Мы сегодня проснулись стервозными, не так ли? — спросила я себя, протирая глаза, как будто не так просыпалась каждое утро. Я повернула голову и посмотрела на часы. Пять часов утра. Я не засыпала снова, этот корабль уже отплыл.
Как только мой разум просыпался и двигался, успокоиться было почти невозможно, особенно с графическим изображением мертвого тела моего отца, все еще видимого в моем мысленном взоре.
Я выскользнула из постели, не беспокоясь о том, что разбужу Таддео, и начала свою утреннюю рутину. Как обычно, в доме Таддео было тихо.
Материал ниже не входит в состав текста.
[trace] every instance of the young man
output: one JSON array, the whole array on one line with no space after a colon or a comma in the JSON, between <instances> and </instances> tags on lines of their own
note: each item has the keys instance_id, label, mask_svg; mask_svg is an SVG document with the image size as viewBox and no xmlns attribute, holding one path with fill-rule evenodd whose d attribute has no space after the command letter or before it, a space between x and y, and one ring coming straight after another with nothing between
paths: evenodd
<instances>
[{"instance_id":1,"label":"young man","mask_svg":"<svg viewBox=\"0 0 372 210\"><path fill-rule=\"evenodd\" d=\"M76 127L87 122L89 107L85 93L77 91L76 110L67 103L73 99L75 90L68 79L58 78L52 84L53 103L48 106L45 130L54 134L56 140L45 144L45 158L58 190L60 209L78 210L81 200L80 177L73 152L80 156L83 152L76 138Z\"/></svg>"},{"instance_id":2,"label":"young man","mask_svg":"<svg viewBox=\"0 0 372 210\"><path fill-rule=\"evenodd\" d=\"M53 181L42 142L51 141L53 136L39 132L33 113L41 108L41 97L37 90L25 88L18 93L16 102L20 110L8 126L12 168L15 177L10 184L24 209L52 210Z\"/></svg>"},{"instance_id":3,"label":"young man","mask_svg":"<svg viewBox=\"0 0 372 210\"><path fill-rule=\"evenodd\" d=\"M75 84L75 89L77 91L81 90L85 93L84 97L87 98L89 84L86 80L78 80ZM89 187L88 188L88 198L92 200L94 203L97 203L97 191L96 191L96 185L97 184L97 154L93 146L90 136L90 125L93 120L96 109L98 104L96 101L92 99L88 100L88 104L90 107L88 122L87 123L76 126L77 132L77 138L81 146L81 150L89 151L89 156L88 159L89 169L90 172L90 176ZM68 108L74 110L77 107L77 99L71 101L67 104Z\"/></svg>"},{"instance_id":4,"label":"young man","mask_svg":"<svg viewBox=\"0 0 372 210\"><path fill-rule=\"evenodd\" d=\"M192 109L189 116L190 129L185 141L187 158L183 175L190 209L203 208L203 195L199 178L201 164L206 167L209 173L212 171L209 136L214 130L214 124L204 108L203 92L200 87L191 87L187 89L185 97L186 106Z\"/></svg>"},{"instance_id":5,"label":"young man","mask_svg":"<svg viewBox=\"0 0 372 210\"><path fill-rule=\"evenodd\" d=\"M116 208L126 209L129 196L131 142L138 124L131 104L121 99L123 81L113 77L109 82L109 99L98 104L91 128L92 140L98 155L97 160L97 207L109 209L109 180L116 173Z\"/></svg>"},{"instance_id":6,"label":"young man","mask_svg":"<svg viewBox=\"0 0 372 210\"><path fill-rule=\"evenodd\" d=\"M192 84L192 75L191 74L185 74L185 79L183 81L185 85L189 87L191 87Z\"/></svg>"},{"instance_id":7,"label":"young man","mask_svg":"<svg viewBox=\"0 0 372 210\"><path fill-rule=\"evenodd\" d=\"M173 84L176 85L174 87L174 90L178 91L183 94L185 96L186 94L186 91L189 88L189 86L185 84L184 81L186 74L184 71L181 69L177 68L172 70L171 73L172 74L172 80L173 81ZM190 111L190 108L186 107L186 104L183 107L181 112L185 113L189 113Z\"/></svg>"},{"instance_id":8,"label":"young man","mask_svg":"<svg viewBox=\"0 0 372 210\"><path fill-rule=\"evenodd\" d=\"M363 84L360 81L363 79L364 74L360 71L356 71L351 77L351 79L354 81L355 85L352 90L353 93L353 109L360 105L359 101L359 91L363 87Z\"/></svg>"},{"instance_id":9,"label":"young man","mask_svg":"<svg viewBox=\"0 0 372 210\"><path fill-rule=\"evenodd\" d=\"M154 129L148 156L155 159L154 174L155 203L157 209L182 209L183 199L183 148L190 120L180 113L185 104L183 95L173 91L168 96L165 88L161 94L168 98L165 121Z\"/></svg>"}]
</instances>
Большинство Фальконов держались своих заведений, не проводя времени в домах друг друга без крайней необходимости. Даже семейные праздники отмечались в ресторанах и парках, а не во дворах и столовых.
Это было не так, как я росла...как-то холоднее.
Мои книги были сложены у задней двери в кухне, прислоненные к горшку с наперстянкой — там, где я их оставила.
Изношенные и рваные, некоторые покрыты грязью и пылью. Я схватила ту, что была сверху, едва взглянув на название.Вчерашняя газета была небрежно брошена на прилавок.
Когда Таддео закончил читать, я стащила его со стола, не в силах сдержать любопытство. Обычно глобальная политическая платформа меня не интересовала — в конце концов, мы можем жить на одной земле, но мы были в двух очень разных мирах.